CK2 kinase activity is often determined by measuring the phosphorylation of one of the down-stream signaling molecules, namely Akt, which is phosphorylated by CK2 at serine129 [52]. Phosphorylation of Akt is detected by a phospho-specific antibody directed against the CK2 phosphorylation site serine 129. As shown here, Akt 129 phosphorylation is inhibited by both inhibitors where SCG-CK2-1 is effective already at 1 μM, whereas CX-4945 strongly inhibits Akt 129 phosphorylation at a concentration of 10 μM. A very similar result was obtained when a peptide with the CK2 consensus sequence RRRDDDSDDD [39] was used as substrate. Both inhibitors do not have an influence on the expression of CK2α and CK2β as shown by a Western blot analysis. Thus, the reduction in the CK2 kinase activity is not due to reduction in the level of CK2 proteins.

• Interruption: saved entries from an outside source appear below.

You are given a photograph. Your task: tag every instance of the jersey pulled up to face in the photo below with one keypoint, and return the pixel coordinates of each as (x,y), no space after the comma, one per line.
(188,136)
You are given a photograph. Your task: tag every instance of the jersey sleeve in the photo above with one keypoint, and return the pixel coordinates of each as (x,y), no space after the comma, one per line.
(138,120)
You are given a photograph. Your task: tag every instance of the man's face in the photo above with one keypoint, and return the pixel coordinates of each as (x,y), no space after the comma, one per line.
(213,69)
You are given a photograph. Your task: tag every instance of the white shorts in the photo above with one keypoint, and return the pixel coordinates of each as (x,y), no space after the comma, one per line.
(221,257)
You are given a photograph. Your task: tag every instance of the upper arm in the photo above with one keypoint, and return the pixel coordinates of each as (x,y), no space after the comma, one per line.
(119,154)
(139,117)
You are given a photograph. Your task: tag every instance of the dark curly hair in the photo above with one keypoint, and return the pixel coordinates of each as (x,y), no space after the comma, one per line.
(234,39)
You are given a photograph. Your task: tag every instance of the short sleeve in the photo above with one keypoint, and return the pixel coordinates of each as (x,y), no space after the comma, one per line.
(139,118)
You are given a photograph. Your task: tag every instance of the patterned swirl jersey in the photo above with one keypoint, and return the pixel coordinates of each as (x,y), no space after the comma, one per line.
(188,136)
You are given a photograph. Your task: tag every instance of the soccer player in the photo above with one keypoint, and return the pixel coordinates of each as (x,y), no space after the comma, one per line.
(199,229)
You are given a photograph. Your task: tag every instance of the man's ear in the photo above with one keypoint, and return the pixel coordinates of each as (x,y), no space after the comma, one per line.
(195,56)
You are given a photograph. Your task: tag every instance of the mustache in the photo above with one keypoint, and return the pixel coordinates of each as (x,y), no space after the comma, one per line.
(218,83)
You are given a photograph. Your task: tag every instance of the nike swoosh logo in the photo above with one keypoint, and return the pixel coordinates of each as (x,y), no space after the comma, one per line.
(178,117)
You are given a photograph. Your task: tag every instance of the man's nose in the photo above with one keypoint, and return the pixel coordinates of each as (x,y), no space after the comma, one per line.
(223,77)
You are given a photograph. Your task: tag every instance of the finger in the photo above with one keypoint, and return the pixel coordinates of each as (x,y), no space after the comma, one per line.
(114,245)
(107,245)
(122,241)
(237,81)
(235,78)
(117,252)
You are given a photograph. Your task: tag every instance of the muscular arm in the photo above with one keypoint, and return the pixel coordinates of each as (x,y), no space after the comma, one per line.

We have shown that inhibition of CK2 kinase activity leads to an elevated level of the transcription factor Pdx-1 in the nucleus, which acts there as a transcription factor increasing the expression of insulin [20]. As shown here, both inhibitors stimulated the expression of proinsulin, which was detected by qRT-PCR and Western blots. We observed that the mRNA expression for insulin was considerably enhanced after CK2 inhibition by both inhibitors. The proinsulin protein expression was only slightly increased in the presence of the inhibitors; SGC-CK2-1 seems to be more efficient than CX-4945 when a 10 μM concentration was used. We have previously shown that not only the synthesis of insulin was enhanced after CK2 inhibition, but also the secretion of insulin [23]. Here, we have shown that both inhibitors forced the secretion of insulin from pancreatic β-cells as measured by an insulin ELISA. This result might also explain that the level of proinsulin is only slightly elevated after CK2 inhibition as the secretion is elevated simultaneously. In summary, our results strongly suggest that the elevated production and secretion of insulin from pancreatic β-cells is not due to off-target effects, but specific for the inhibition of the CK2 kinase activity. These results suggest SGC-CK2-1 as a new tool to target CK2 in pancreatic β-cells in order to improve the treatment of diabetes.